Letters To The Editor May 2005
A Different View On Decoys
Congratulations to Donald Jarrett for a very good piece — Closing The Distance — in the April issue. He provided helpful information about minimal calling, birds behind barriers and toms in fields. The question of decoys, however, remains problematical.
Donald has had bad experiences with decoys. I have harvested three birds coming to decoys. My frequent hunting partner, Bill, took a bird Sunday that was milling around looking at his decoy. Previously, he had shot at one that came in intent on attacking a decoy. Marvin, another companion afield, had taken one gobbler coming to his decoys.
All this is not to disagree with Donald. I have not yet experienced a turkey running away from my decoys or hanging up looking at them out of range. That’s not to say this won’t happen in the future.
Do I use decoys on every setup? No. Do I think they’re a panacea for birds hanging up? No. I’m just a bit more open to using decoys than Donald.
John Ottley, Alpharetta
Likin’ A One-Buck Limit
I am responding to Ren Anderson’s letter in the April GON. He hits a 10X with his assessment of what a one-buck limit would do for Georgia. For more than five years I have thought a one-buck limit would do far more than QDM. It seems hunters tend to be a lot more interested in quality over quantity.
Two years of a one-buck limit would have a profound impact on our deer herd. Some attitudes need to change, but I believe they would if the DNR and sportsmen got behind the idea of a one-buck limit.
Jim Browning, Jackson
Keep Hooks Off The Beds
I would like to see you people make a big fuss with the DNR about fishing for bedding fish. I think it’s terrible and very unsportsmanlike to bother any fish that’s trying to hatch us a new crop of bass. I thought conservation was everyone’s goal — catch-and-release and restocking.
We don’t have the hunting season when the does are having their young.
Neal Douthit, Gainesville
Coyotes Need Exterminating
I agree with Tommy Jacobs (April Letters) that coyotes are killing our deer. The DNR are not on top of this problem. Coyotes are not a pet and must be killed.
Sam Iddins, Stockbridge
Are we as hunters not capable of making our own choices? Let WRD make the harvest 100 does. I will choose to harvest what I need and can consume, and I believe that other hunters make the same choice year after year. Just because the limit is 15 doesn’t mean we have to harvest that many! We are wasting time and energy. Save it for a real battle, like the right to keep and bear arms.
Thanks For Letting Me Vent!
Al Bowman, Locust Grove
Hunting… I Quit
I own 125 acres, and no deer have been taken in the last four years, and no does in the last eight years. I saw a 11 deer this year, five does and six bucks. I will stop all hunting this year.
Jim Wheeler, Barnesville
Let’s Add Some Doe Days
I’m sure the issue of increasing the antlerless bag limit recommendations by the Deer Study Committee has been a thorn in the WRD’s side from day one.
I think it’s in everyone’s mind that the issue came about because of the insurance companies.
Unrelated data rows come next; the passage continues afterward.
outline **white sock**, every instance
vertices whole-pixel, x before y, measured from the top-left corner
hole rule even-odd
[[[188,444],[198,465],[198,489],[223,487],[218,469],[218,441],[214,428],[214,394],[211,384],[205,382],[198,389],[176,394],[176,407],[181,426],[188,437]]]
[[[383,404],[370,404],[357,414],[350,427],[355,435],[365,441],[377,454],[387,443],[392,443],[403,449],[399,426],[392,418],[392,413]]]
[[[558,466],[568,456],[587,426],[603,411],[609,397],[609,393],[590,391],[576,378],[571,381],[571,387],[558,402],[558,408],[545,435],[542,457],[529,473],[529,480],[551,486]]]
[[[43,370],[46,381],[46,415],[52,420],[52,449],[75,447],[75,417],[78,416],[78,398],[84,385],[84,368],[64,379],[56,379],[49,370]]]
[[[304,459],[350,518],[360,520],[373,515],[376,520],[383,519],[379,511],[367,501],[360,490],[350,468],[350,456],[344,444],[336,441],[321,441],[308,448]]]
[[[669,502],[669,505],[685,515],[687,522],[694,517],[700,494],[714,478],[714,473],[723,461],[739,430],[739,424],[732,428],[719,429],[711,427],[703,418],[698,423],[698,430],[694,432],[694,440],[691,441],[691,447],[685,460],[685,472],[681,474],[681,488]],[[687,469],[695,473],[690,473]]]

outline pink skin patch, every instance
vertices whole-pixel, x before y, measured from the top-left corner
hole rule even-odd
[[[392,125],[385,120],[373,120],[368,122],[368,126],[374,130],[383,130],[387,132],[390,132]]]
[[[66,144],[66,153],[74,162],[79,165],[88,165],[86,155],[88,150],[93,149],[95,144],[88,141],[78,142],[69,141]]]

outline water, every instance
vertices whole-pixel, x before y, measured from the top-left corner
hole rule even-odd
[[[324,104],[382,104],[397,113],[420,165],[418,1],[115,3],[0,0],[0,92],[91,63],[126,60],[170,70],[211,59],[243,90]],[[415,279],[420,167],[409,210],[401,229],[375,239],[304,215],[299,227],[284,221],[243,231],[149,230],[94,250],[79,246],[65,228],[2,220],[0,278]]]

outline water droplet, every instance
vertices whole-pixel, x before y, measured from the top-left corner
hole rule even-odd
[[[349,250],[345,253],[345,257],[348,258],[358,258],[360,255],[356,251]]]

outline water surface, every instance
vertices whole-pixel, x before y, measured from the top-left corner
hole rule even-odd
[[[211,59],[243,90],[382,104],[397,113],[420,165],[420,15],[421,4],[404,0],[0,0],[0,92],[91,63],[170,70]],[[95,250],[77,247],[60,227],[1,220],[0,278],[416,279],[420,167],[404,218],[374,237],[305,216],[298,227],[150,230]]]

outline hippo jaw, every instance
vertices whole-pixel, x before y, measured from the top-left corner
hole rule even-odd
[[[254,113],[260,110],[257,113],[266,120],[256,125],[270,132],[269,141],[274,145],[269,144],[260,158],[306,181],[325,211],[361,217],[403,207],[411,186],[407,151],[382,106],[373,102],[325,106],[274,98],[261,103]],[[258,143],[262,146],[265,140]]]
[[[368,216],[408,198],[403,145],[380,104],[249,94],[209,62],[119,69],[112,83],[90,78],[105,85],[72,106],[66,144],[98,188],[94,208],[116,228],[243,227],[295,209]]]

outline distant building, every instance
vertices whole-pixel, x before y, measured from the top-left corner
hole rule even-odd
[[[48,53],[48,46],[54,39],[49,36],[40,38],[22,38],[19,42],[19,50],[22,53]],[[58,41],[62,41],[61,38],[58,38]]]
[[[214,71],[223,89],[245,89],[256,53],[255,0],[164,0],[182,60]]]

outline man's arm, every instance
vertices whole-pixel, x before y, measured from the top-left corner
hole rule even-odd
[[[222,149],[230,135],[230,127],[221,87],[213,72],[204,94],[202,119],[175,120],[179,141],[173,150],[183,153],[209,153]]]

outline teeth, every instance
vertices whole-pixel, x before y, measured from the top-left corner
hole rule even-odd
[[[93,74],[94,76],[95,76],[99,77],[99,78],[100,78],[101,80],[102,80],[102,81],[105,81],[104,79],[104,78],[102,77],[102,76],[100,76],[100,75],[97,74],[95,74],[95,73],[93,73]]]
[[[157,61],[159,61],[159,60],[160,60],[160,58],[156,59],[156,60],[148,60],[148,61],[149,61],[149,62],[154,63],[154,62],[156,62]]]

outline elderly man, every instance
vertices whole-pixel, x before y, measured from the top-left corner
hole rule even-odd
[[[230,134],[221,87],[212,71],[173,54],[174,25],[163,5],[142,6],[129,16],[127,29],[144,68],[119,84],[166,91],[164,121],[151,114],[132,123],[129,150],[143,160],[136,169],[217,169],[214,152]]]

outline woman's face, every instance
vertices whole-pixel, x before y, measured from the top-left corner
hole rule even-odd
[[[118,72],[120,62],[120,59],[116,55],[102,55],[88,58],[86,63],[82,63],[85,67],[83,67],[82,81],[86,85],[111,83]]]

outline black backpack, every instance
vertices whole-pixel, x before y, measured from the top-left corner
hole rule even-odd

I don’t know this for a fact, but I do know it’s only natural to curtail a hazard by weeding out the source. Like every concerned motorist, I, too, don’t want to end up with a deer through my windshield.
However, speaking as a hunter, I don’t see the need to take more game than you need for the freezer. I was raised to only shoot what you’re gonna eat. I resect what Philip Gambrell wrote in your March issue, “I wish everyone would think about the future generations of outdoorsmen and remember that we are all guests in God’s woods and God’s lakes and rivers.”
Raising a limit is now just a way of legally killing off a natural resource, and that’s what upsets me, especially knowing that most hunters I know are holding off on shooting a doe in anticipation for the wall-hanger.
Let’s have a 15-day antlerless-only season in January. WRD could gain extra revenue by adding it to the license at an extra fee or just let it go. Either way you look at it, everyone would be happy. For one, it’d be a longer hunting season. Two, you get meat for the freezer, Three, you’d be weeding out your hazard.
Willie Aguilar, Kathleen
Is The DNR Nuts?
I have written GON before about the DNR and the non-resident hunters. As stated before, I am the president of two hunting clubs in the Alma-Hazlehurst area, one approximately 600 acres and the other about 1,000 acres. There are 15 adult members between the two clubs plus their under 16 children.
We have found out through your GON magazine that the non-resident licenses have increased. The DNR is so ashamed of what they have done to the non-resident hunters that they haven’t even put the changes on their web page. Maybe the DNR is trying to pull a fast one on the out-of-towners. If the DNR wants to make some good changes to the deer population, ask the out-of-staters. Most of us only harvest the deer we will eat and look for that monster buck. Change the number of bucks to three per season, and leave the does alone. Maybe then we out-of-staters will continue to hunt Georgia, pay for leases, rent motel rooms, eat out at least once daily, buy gas and snacks, hunting clothing, etc.
If DNR is not willing to help the non-residents, we can and will take our money elsewhere.